# William Cowper's Olney Hymns



## turmeric (Oct 2, 2006)

*William Cowper\'s Olney Hymns*

Find them online  here.

I know, I know, not in church!


----------



## VirginiaHuguenot (Oct 3, 2006)

This is one of my favorite lines:



> Judge not the Lord by feeble sense,
> But trust Him for His grace;
> Behind a frowning providence
> He hides a smiling face.


----------



## matthew11v25 (Oct 3, 2006)

> _Originally posted by VirginiaHuguenot_
> This is one of my favorite lines:
> 
> 
> ...



Ditto.


----------



## Brett McKinley (Oct 10, 2006)

Thanks for the link. 

George Ella, in his excellent biog. on Cowper makes a good case that often Cowper was more mature than Newton and somewhat opposite of what Mr. Blair wrote in the intro.

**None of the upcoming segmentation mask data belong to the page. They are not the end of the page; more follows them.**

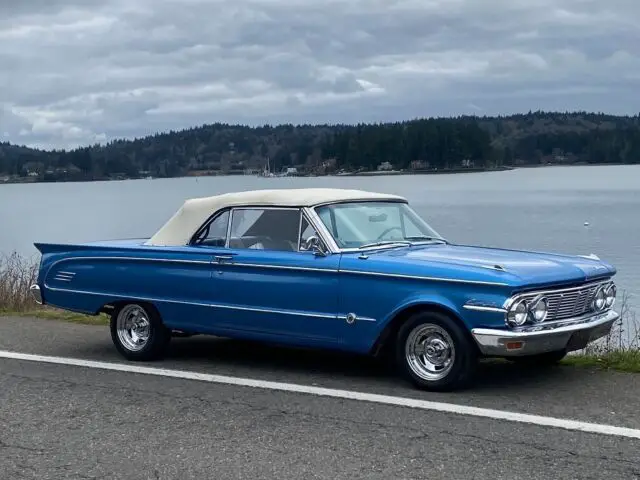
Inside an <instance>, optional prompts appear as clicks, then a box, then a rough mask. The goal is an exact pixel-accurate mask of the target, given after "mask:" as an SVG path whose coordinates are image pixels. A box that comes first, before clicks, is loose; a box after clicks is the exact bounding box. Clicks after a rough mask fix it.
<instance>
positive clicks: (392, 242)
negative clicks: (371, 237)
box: [358, 240, 411, 249]
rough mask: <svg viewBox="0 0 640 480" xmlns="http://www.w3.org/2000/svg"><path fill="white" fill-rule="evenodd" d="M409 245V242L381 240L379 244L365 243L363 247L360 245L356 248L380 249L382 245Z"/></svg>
mask: <svg viewBox="0 0 640 480" xmlns="http://www.w3.org/2000/svg"><path fill="white" fill-rule="evenodd" d="M396 244H399V245H411V242H410V241H408V240H383V241H381V242H373V243H367V244H365V245H360V246H359V247H358V248H359V249H362V248H369V247H380V246H382V245H396Z"/></svg>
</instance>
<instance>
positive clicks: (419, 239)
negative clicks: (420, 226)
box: [404, 235, 448, 243]
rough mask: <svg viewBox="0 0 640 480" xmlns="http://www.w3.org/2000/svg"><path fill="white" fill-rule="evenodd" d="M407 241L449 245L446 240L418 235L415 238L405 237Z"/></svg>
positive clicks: (421, 235) (434, 237)
mask: <svg viewBox="0 0 640 480" xmlns="http://www.w3.org/2000/svg"><path fill="white" fill-rule="evenodd" d="M404 239H405V240H409V241H411V242H442V243H448V242H447V241H446V240H445V239H444V238H439V237H427V236H422V235H416V236H414V237H405V238H404Z"/></svg>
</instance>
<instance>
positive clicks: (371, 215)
mask: <svg viewBox="0 0 640 480" xmlns="http://www.w3.org/2000/svg"><path fill="white" fill-rule="evenodd" d="M316 212H317V213H318V215H319V217H320V219H321V220H322V222H323V223H324V225H325V226H326V227H327V230H329V233H331V235H332V236H333V238H334V239H335V241H336V243H337V244H338V246H339V247H340V248H367V247H374V246H382V245H397V244H413V243H420V242H443V241H444V240H443V239H442V237H440V235H438V233H437V232H436V231H435V230H433V229H432V228H431V227H430V226H429V225H428V224H427V223H426V222H425V221H424V220H423V219H422V218H420V216H419V215H418V214H416V213H415V212H414V211H413V209H411V207H410V206H409V205H407V204H406V203H404V202H352V203H339V204H332V205H325V206H322V207H317V208H316Z"/></svg>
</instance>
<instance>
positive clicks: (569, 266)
mask: <svg viewBox="0 0 640 480" xmlns="http://www.w3.org/2000/svg"><path fill="white" fill-rule="evenodd" d="M374 258H377V259H378V260H379V261H381V262H383V263H388V265H387V267H386V268H390V269H392V270H394V271H396V272H395V273H403V272H402V270H405V269H408V270H411V273H412V274H416V273H418V272H417V271H416V268H418V269H419V271H420V272H421V273H422V274H424V275H425V276H434V277H443V276H447V277H448V278H454V279H455V278H457V277H461V278H462V279H464V280H475V281H481V282H482V281H488V282H498V283H506V284H508V285H511V286H516V287H529V286H531V287H538V286H542V285H550V284H554V285H557V284H563V283H575V282H579V281H587V280H593V279H597V278H601V277H607V276H611V275H613V274H615V273H616V270H615V268H614V267H612V266H611V265H609V264H607V263H605V262H603V261H601V260H599V259H598V258H596V257H593V256H590V257H583V256H578V255H560V254H553V253H539V252H528V251H520V250H507V249H500V248H488V247H476V246H466V245H445V244H430V245H422V246H412V247H403V248H394V249H388V250H381V251H379V252H378V253H377V254H375V255H374V256H373V257H371V259H372V260H373V259H374ZM391 264H393V265H391ZM405 271H406V270H405Z"/></svg>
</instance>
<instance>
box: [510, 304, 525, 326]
mask: <svg viewBox="0 0 640 480" xmlns="http://www.w3.org/2000/svg"><path fill="white" fill-rule="evenodd" d="M528 317H529V309H528V308H527V304H526V302H525V301H524V300H520V301H519V302H517V303H514V304H513V305H512V306H511V308H510V309H509V311H508V312H507V321H508V322H509V323H510V324H511V325H515V326H520V325H524V324H525V323H526V322H527V318H528Z"/></svg>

I just sang Sometimes a Light Surpises, Old Trinity #520 with great delight. Cowper knew God and bids us draw nigh.

Thanks for the reminder! 

PS: If you like Cowper's Hymns, you would love the Gadsby Hymnal.


----------



## Puddleglum (Oct 10, 2006)

My roommate has a book of Cowper poetry (including all of the Olney hymns, I think); it's one of my favorites. (And where the quote in my sig is from!)

Brett - I know this is pretty late, but welcome from another rainy-state resident!


----------